In 2002, the Los Angeles Lakers and Sacramento Kings faced off in the Western Conference Finals. Horry and the Lakers were looking for their third straight title, while the Chris Webber-led Kings were trying to get over the hump and make it to the Finals.
By Game 4, it appeared a changing of the guard in the West was upon us. The Kings were up 2-1 in the series, and stormed out to a 24-point first half lead against the Lakers in Game 4 at Staples Center. With a win, Sacramento would go up 3-1 in the best-of-seven series, with two of the potential three remaining games at home. It would be an impossible hole for a team to climb out of, even this Lakers squad led by Shaquille O’Neal and Kobe Bryant.
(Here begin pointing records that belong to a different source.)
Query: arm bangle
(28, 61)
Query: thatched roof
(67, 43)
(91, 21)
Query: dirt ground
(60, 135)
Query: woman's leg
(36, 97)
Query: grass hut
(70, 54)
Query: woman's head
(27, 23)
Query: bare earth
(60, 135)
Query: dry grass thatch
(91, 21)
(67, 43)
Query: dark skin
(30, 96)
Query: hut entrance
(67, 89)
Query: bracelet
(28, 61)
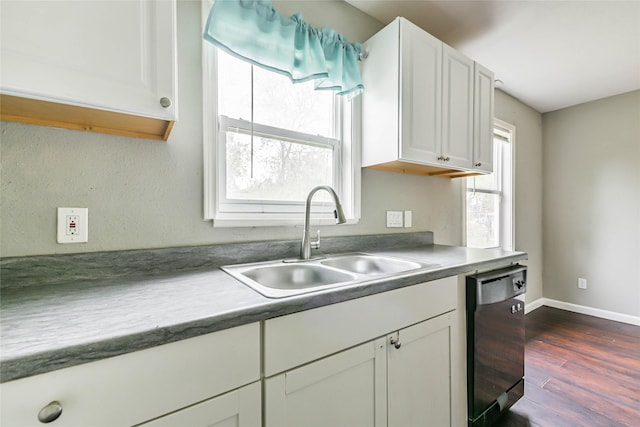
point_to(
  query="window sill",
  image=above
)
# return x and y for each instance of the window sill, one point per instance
(274, 222)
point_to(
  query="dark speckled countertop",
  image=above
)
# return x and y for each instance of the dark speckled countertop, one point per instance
(63, 310)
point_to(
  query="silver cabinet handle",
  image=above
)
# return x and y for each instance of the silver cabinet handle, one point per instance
(50, 413)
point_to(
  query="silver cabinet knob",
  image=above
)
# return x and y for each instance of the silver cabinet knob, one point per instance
(50, 413)
(396, 341)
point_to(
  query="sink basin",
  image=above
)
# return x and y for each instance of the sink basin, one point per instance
(371, 264)
(279, 279)
(297, 276)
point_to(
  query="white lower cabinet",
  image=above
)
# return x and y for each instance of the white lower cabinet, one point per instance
(346, 389)
(419, 374)
(239, 408)
(176, 380)
(402, 377)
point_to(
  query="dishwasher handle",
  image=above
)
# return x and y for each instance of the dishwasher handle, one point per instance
(496, 286)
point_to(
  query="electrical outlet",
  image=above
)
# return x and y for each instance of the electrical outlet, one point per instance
(394, 219)
(73, 225)
(582, 283)
(407, 219)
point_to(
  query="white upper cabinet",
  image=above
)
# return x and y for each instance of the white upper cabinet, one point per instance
(483, 119)
(457, 109)
(421, 94)
(424, 106)
(102, 63)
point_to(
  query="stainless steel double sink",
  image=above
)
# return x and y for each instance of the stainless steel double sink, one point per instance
(279, 279)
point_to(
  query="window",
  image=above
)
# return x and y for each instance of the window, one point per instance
(268, 142)
(489, 201)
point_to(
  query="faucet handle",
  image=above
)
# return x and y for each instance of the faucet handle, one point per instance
(316, 244)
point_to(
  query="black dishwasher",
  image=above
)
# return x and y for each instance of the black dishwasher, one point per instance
(495, 342)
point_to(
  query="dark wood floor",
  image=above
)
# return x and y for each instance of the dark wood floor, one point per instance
(579, 371)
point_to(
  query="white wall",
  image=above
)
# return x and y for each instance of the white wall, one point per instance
(145, 194)
(528, 184)
(592, 204)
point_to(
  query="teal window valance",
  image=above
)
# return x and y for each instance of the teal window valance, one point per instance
(254, 31)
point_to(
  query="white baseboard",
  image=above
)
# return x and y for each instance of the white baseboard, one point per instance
(604, 314)
(533, 305)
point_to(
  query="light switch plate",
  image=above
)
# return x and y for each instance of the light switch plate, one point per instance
(408, 219)
(73, 225)
(394, 219)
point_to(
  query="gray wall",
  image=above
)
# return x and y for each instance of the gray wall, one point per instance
(592, 204)
(144, 194)
(528, 184)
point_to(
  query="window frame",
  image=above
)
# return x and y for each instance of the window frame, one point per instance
(347, 172)
(239, 206)
(505, 168)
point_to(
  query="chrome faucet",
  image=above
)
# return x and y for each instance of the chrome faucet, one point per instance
(307, 244)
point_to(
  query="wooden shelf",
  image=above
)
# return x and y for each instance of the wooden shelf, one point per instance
(46, 113)
(426, 170)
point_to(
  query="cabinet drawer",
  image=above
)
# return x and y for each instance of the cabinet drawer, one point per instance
(299, 338)
(139, 386)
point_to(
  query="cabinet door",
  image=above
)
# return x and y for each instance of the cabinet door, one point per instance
(457, 109)
(421, 94)
(111, 55)
(419, 374)
(239, 408)
(346, 389)
(483, 120)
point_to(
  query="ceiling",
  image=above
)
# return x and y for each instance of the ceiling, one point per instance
(548, 54)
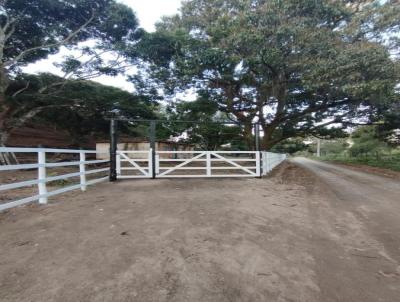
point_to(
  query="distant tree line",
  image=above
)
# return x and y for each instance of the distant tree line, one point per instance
(296, 67)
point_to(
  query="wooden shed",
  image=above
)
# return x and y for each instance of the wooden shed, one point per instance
(137, 144)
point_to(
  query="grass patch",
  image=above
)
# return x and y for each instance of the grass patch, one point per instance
(386, 161)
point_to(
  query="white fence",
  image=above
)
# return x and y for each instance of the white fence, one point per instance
(208, 164)
(42, 178)
(182, 164)
(271, 160)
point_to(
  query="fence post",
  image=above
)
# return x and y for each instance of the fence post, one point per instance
(157, 163)
(42, 176)
(151, 159)
(82, 170)
(208, 156)
(113, 150)
(118, 164)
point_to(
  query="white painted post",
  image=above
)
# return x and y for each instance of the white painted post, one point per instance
(118, 165)
(157, 163)
(151, 163)
(208, 162)
(42, 176)
(82, 170)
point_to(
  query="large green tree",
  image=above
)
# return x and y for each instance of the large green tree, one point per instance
(294, 66)
(31, 30)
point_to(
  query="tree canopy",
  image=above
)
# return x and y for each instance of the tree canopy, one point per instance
(294, 66)
(31, 30)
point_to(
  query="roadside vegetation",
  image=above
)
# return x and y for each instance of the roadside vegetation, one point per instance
(367, 145)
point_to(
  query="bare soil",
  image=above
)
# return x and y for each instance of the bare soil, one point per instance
(294, 236)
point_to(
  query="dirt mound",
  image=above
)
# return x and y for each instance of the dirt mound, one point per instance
(290, 173)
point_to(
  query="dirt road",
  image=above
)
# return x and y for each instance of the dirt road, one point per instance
(311, 232)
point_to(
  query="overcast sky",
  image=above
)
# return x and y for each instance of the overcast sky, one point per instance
(148, 13)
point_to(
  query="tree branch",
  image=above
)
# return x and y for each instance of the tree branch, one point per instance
(56, 44)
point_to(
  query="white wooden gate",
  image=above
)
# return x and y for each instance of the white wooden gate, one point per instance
(134, 164)
(170, 164)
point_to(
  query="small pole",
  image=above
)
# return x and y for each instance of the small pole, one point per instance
(257, 147)
(118, 165)
(153, 147)
(42, 176)
(82, 170)
(257, 136)
(208, 154)
(113, 150)
(258, 164)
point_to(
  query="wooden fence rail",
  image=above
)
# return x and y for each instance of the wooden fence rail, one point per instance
(43, 178)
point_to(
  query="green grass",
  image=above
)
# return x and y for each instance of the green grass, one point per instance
(386, 161)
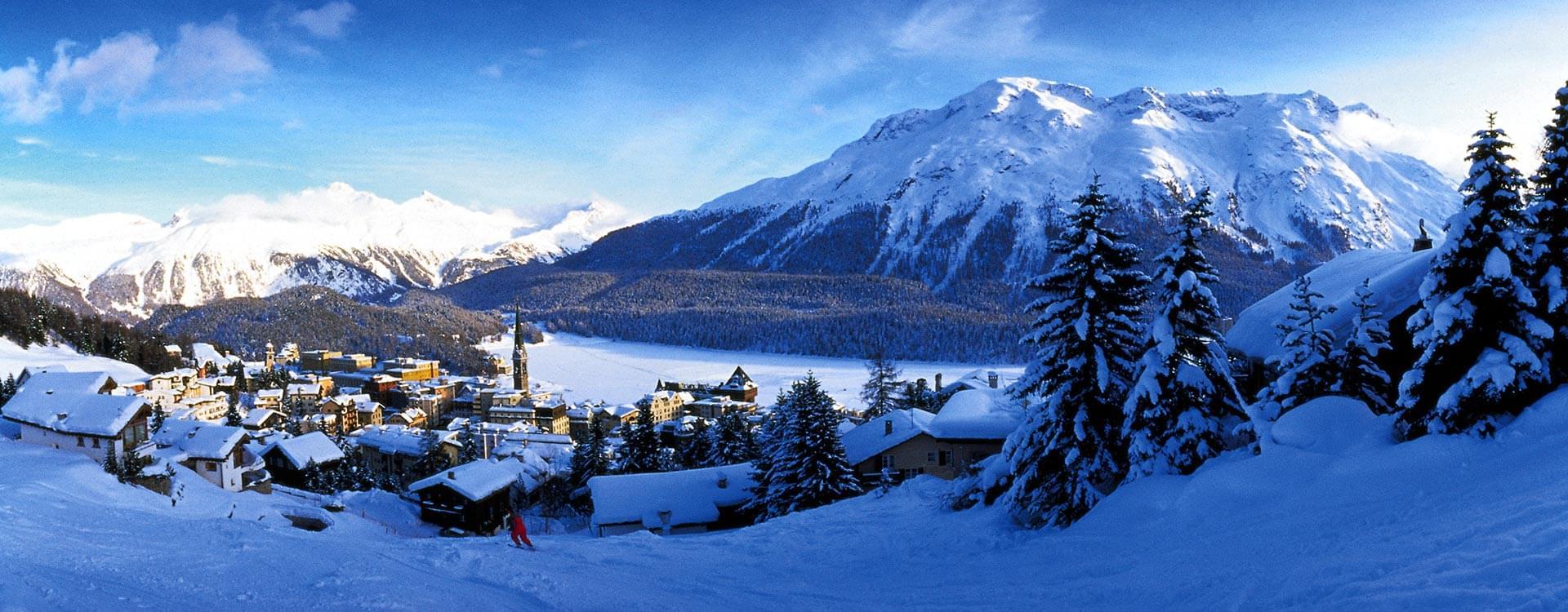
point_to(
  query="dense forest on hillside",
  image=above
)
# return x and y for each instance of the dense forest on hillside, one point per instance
(802, 313)
(421, 325)
(29, 320)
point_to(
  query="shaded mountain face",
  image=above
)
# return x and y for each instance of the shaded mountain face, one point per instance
(339, 238)
(978, 188)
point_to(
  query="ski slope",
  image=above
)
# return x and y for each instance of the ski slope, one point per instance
(620, 371)
(1332, 516)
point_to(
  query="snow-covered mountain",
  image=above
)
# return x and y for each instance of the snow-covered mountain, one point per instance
(974, 188)
(336, 237)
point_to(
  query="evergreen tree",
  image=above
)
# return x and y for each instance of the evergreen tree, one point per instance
(1476, 332)
(1068, 451)
(731, 441)
(1305, 368)
(1184, 402)
(588, 456)
(697, 446)
(1360, 375)
(1549, 230)
(808, 467)
(431, 458)
(112, 463)
(640, 446)
(882, 385)
(233, 415)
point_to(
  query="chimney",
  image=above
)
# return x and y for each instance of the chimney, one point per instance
(1423, 242)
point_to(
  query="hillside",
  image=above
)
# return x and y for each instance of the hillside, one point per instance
(336, 237)
(421, 325)
(794, 313)
(974, 190)
(1338, 518)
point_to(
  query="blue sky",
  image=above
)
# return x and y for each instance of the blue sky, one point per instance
(151, 107)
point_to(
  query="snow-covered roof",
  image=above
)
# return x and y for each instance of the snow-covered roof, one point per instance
(1396, 279)
(488, 477)
(303, 450)
(399, 439)
(978, 414)
(874, 437)
(690, 497)
(199, 439)
(69, 402)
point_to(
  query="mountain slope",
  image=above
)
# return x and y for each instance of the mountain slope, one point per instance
(242, 246)
(974, 190)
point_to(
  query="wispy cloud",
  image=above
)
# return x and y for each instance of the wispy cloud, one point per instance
(325, 22)
(229, 162)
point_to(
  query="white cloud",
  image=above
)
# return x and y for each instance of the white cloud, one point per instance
(115, 73)
(996, 29)
(327, 20)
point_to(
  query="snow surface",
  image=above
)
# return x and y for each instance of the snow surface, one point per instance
(1435, 523)
(618, 371)
(1394, 281)
(15, 359)
(247, 246)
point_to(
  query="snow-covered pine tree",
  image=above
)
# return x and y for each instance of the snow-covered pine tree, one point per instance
(1360, 375)
(431, 458)
(731, 441)
(640, 446)
(809, 468)
(1549, 232)
(1068, 451)
(588, 456)
(233, 415)
(1476, 332)
(882, 385)
(1305, 368)
(1183, 406)
(697, 446)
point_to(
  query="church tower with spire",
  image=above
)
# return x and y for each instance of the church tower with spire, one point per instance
(519, 354)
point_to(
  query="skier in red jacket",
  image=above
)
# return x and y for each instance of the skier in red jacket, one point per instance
(519, 533)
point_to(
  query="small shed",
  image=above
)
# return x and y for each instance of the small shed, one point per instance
(673, 501)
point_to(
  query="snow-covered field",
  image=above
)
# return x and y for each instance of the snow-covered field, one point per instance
(13, 359)
(620, 371)
(1339, 520)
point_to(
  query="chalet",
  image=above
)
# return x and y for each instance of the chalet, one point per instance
(78, 412)
(1394, 279)
(262, 419)
(971, 426)
(475, 497)
(216, 453)
(392, 450)
(289, 458)
(673, 501)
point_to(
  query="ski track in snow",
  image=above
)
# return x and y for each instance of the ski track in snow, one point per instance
(1438, 523)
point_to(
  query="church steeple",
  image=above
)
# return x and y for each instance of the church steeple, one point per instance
(519, 353)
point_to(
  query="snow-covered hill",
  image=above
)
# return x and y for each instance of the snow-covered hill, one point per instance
(336, 237)
(1330, 517)
(973, 188)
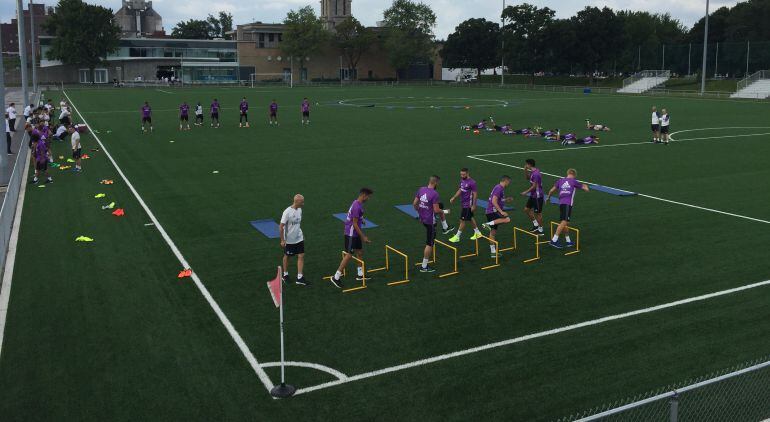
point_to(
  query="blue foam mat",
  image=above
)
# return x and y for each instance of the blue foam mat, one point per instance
(483, 204)
(267, 227)
(344, 216)
(612, 191)
(407, 209)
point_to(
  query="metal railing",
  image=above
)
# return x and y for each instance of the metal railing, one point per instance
(762, 74)
(739, 395)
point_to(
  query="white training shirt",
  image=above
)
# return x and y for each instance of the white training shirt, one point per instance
(291, 220)
(75, 141)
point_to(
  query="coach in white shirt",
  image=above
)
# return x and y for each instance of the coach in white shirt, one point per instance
(11, 111)
(292, 240)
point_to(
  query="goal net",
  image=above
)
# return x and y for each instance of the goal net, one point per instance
(270, 79)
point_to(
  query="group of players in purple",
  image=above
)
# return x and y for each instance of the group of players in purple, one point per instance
(429, 209)
(214, 108)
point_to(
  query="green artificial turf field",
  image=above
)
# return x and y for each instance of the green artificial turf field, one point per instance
(106, 330)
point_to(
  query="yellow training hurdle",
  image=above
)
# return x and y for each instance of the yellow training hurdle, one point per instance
(389, 249)
(432, 261)
(344, 271)
(577, 237)
(515, 244)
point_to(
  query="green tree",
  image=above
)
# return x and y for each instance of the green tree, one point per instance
(525, 28)
(193, 29)
(304, 34)
(82, 45)
(474, 44)
(410, 33)
(353, 39)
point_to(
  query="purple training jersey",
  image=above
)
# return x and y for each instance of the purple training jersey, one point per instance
(467, 189)
(356, 211)
(499, 193)
(426, 197)
(536, 178)
(567, 187)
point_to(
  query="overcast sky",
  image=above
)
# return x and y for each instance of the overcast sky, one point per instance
(449, 12)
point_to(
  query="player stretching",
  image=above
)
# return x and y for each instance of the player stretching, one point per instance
(468, 195)
(426, 203)
(184, 116)
(273, 118)
(215, 113)
(496, 215)
(199, 114)
(354, 236)
(534, 207)
(146, 117)
(305, 108)
(567, 186)
(244, 113)
(655, 125)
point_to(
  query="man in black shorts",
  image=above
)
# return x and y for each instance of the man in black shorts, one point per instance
(534, 194)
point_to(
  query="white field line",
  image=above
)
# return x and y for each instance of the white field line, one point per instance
(640, 194)
(641, 143)
(528, 337)
(204, 291)
(10, 261)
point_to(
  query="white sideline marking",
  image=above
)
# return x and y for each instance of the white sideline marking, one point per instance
(639, 194)
(645, 142)
(10, 261)
(214, 305)
(528, 337)
(337, 374)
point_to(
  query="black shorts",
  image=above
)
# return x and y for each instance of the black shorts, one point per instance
(466, 214)
(535, 204)
(430, 234)
(294, 249)
(353, 243)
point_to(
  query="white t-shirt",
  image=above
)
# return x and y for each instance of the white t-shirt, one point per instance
(291, 220)
(75, 140)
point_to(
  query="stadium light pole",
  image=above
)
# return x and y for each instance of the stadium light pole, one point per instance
(705, 48)
(22, 51)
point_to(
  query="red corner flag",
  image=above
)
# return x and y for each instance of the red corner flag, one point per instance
(275, 288)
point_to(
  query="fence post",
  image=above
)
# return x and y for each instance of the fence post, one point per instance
(673, 414)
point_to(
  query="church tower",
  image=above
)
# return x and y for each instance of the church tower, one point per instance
(335, 11)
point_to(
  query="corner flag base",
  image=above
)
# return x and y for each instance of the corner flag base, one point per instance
(283, 391)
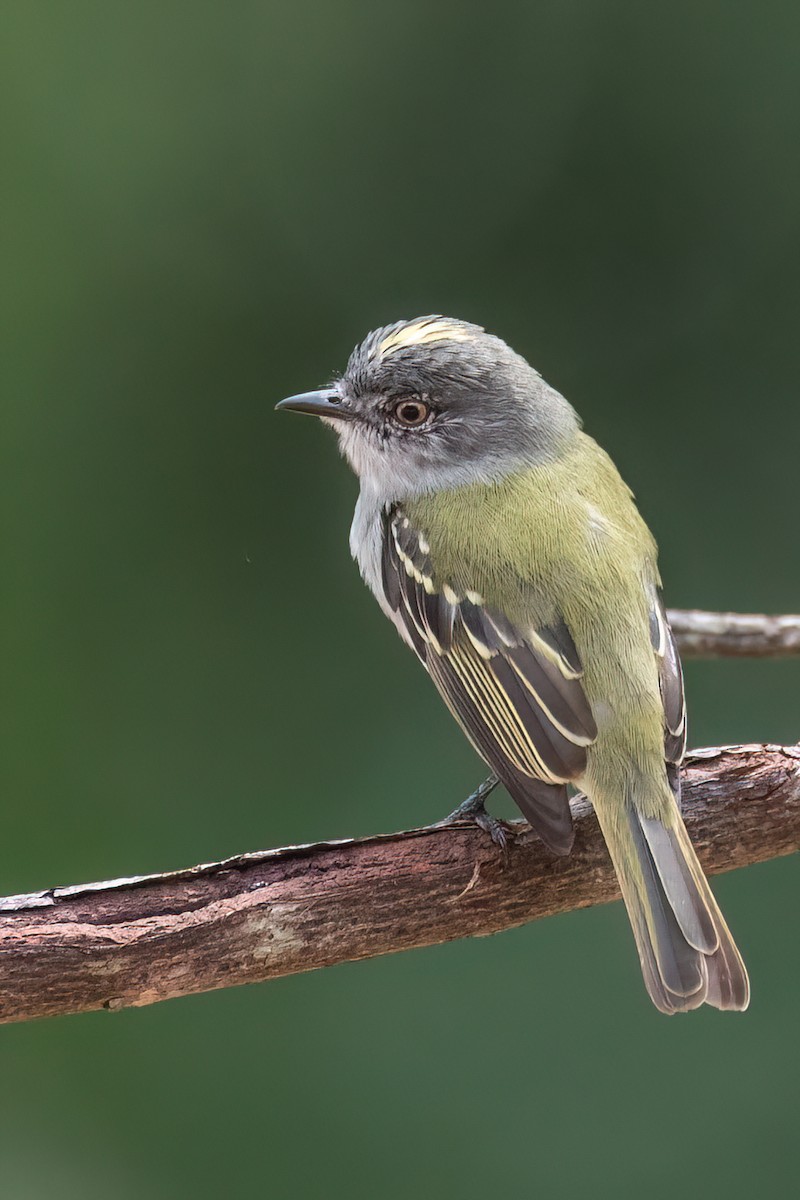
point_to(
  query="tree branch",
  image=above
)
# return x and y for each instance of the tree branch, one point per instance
(272, 913)
(734, 634)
In the second half, the Lakers slowly climbed back into the game. On the final possession, the Lakers still trailed by two. After failed shot attempts by Shaq and Kobe, Kings center Vlade Divac batted the ball out in what looked like the final sequence of the game. Except that Horry was standing right there at the top of the key, caught the loose ball, and in one continuous motion, hit a three-pointer to win the game at the buzzer:
In an oral history of the series earlier this year with Grantland’s Jonathan Abrams, Horry and coach Phil Jackson spoke about that sequence:
Horry: I was designing to be out there because I’m always going to go for the 3 to win. I don’t like that tie B.S. and going to overtime.
Phil Jackson: He always seemed to gravitate to the 3-point line in situations like that at the end of the game. We actually had him gravitate to those spots, corners and the top. There he was. It was a shot that really saved that series. We needed that burst of energy for our team.
Horry: The ball just happened to get to me perfect.
The Lakers would go on to win the series in seven games and sweep the New Jersey Nets to complete the three-peat. Meanwhile, the Kings would never come that close to making the Finals again. Horry’s shot helped vault Shaq and Kobe into the all-time historical greats by adding a three-peat to their resume, and also made sure Webber and the Kings would become one of the best teams that never won a championship.